Chat templates

A chat template formats messages into the string the model receives. The wrong format produces output that is coherent but degraded. mistral.rs resolves the template from the model files automatically for almost every supported model; when that fails, override it with a template file:

mistralrs run -m <model> --chat-template my-template.jinja

How the template is resolved

Highest priority first: a multimodal processor_config.json template wins over everything; then --jinja-explicit; then --chat-template; then the model repo's own template; then GGUF metadata as a last resort.

The base source (when no override flag is set) is picked in this order:

chat_template.jinja in the model repo, if present.
Otherwise, the chat_template field of the repo's tokenizer_config.json.
If still empty, the repo's standalone chat_template.json (some newer models ship the template as this separate file).

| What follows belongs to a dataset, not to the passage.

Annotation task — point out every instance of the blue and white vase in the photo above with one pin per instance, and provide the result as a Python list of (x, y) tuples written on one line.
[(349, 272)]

Overrides apply on top of that base (the precedence summary above lists them highest-first):

--chat-template <file> replaces the base source. The file must end in .json or .jinja.
--jinja-explicit <file.jinja> overrides --chat-template. The value must be a path to a .jinja file.
For multimodal models, a chat_template in processor_config.json takes precedence over everything above.

GGUF models are a special case: the template embedded in GGUF metadata is used only when none of the sources above produced one.

If nothing is found, the engine logs No chat template source found and only raw completion prompts are accepted, not chat messages.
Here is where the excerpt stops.